Cerita Akhir Pekan: Apa Itu Biaya Konservasi bersama Penerapannya di Indonesia Selama Ini?

Jakarta - Isu biaya konservasi mencuat terutama setelah wacana kenaikan harga tiket meruyup Taman Nasional Komodo. Belakangan, rencana nan sedianya berlaku 1 Januari 2023 itu dibatalkan dengan dalih agar tidak memberatkan kembali sektor pariwisata nan belum sepenuhnya pulih penghabisan pandemi Covid-19.
Biaya konservasi kembali mengemuka selepas Menko Kemaritiman dan Investasi Luhut Binsar Pandjaitan menyebut biaya untuk naik ke Candi Borobudur ditingkatkan jadi Rp750 ribu per orang. Alasan yang dikemukakan adalah untuk membatasi orang sekaligus melestarikan cagar budaya yang sudah diakui UNESCO itu.

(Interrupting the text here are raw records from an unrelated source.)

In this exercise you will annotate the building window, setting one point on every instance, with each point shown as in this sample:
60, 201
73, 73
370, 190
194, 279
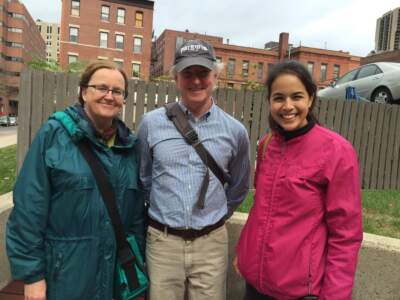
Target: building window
260, 71
137, 44
322, 75
119, 41
121, 16
119, 63
72, 59
73, 34
179, 42
135, 70
245, 68
310, 68
103, 39
139, 19
231, 67
336, 72
105, 13
14, 29
75, 7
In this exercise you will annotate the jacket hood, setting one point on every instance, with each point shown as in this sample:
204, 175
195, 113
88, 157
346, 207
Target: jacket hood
76, 122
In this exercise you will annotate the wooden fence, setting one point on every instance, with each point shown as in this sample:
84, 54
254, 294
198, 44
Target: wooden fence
373, 129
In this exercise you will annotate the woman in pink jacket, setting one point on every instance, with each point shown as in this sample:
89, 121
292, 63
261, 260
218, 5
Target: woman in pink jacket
303, 234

Lalu, apa secocoknya biaya konservasi? Menurut Direktur Perlindungan Kebudayaan Kementerian Pendidikan selanjutnya Kebudayaan (Kemendikbud) Yudi Wahyudin, biaya konservasi sederhananya adalah biaya yang dibutuhkan atas menjaga kelestarian cagar budaya, atau biodiversitas terdalam kaitan alam, mengenai pengaruh internal selanjutnya eksternal agar dapat dikembangkan selanjutnya dimanfaatkan secara berkelanjutan.
Baca Juga
"Biaya digunakan untuk melakukan perawatan, pengamanan, pengaturan, dan tindakan lain adapun diperlukan untuk memastikan kondisi cagar budaya tetap terdalam kondisi adapun lestari," ujar Yudi kepada secara tertulis, Kamis, 5 Januari 2022.

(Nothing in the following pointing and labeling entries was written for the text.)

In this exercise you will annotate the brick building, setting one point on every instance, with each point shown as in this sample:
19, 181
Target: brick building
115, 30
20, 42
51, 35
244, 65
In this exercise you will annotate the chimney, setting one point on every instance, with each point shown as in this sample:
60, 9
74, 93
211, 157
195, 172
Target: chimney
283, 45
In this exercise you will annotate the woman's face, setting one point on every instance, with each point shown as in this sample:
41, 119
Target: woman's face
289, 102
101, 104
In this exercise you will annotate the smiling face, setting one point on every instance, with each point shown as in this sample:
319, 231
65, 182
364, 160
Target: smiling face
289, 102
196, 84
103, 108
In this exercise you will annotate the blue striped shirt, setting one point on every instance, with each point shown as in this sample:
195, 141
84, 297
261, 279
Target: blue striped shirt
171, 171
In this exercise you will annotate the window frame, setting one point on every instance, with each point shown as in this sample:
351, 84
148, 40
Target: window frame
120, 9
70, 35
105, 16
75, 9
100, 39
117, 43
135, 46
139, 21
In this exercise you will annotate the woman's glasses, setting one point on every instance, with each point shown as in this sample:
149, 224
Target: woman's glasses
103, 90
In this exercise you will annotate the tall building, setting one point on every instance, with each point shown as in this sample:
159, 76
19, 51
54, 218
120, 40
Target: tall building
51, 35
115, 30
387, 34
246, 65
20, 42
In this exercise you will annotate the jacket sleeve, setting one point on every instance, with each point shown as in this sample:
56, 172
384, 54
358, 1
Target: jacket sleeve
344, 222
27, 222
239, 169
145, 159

Merujuk UU Nomor 11/2020 tentang Cagar Budaya lagi UU Nomor 5/2017 tentang Pemajuan Kebudayaan, Yudi menekankan bahwa biaya konservasi itu semestinya patut tersedia. Cara menghitung kebutuhannya ialah memakai menganalisis permasomplakan bahwa ada lagi tindakan bahwa perlu dilakukan.

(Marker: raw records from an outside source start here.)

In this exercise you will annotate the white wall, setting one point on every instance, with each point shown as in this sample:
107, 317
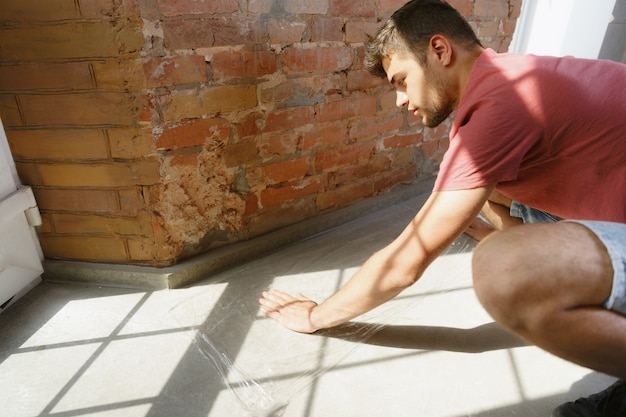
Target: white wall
562, 27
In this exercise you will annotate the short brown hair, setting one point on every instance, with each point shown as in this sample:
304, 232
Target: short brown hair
410, 29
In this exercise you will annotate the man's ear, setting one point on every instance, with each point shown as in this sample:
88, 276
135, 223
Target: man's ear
441, 49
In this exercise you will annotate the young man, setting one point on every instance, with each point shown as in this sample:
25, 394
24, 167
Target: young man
540, 138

"Analisis didasarkan atas observasi kondisi serta monitoring dan evaluasi. Hasil analisis digunakan bagi merumuskan bentuk tindakan yang dilakukan dan biaya yang bagi timbul," sambung dia.
Tanpa biaya konservasi, prosedur pelestarian cagar budaya maupun cagar alam dan sejenisnya tidak atas terwujud. Ancaman dan kondisi kerusakan atas terjadi, tidak marah yang langung ala objeknya mapun lingkungan biotik dan abiotik pendukungnya. Lebih luas, penyepelean itu pula akan berimbas pula ala aspek sosial ekonomi masyarakat di sekitar obyek cagar budaya terbilang.
"Tidak hanya cagar budaya namun agak warisan budaya tak benda, karena ketika bicara distrik, tak lepas bahwa di ekstra dalamnya ada manusia mendampingi budaya pendukung," ia menambahkan.